Metadata-Version: 2.1
Name: matchtext
Version: 0.2.2
Summary: Fast text/token matching and replacement
Home-page: https://github.com/johann-petrak/matchtext
Author: Johann Petrak
Author-email: johann.petrak@gmail.com
License: apache
Project-URL: Documentation, https://github.com/johann-petrak/matchtext
Description: # Python matchtext
        
        
        [![PyPi version](https://img.shields.io/pypi/v/matchtext.svg)](https://pypi.python.org/pypi/matchtext/)

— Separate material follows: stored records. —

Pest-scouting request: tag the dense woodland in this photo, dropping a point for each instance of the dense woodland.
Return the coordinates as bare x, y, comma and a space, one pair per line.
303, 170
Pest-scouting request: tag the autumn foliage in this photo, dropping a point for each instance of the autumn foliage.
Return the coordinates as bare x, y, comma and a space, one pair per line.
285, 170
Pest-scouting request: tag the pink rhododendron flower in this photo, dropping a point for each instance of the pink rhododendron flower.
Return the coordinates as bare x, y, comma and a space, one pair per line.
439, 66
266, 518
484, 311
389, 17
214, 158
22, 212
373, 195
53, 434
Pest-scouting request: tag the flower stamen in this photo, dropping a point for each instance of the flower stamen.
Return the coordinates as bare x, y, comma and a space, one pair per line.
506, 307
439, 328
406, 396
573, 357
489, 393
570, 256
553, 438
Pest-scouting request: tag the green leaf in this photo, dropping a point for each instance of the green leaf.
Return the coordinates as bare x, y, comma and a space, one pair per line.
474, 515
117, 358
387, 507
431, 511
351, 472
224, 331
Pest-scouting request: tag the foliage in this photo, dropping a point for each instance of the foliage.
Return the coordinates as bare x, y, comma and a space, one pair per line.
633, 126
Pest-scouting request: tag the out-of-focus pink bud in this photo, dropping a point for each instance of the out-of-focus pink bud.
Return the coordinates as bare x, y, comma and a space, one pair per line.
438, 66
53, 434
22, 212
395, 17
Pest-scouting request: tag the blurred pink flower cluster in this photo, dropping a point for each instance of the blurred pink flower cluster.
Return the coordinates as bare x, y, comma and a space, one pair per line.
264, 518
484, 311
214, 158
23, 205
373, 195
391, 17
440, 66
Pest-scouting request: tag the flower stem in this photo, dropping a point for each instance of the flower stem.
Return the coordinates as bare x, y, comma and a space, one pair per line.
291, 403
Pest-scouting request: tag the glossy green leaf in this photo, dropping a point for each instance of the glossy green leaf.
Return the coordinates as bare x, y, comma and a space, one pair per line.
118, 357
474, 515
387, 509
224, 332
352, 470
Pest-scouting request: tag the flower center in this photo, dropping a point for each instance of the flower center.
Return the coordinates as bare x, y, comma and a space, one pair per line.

        [![Python compatibility](https://img.shields.io/pypi/pyversions/matchtext.svg)](https://pypi.python.org/pypi/matchtext/)
        
        
        **NOTE: at the moment this is still very much in development and large parts are not implemented yet!**
        
        Python 3 package for fast text matching and replacing.
        
        This library implements two fast approaches for matching keywords/gazetteer entries:
        * TokenMatcher: keywords/gazetteer entries are sequences of tokens, optionally associated with some data and 
          the matcher tries to match any of those in a given sequence of tokens. 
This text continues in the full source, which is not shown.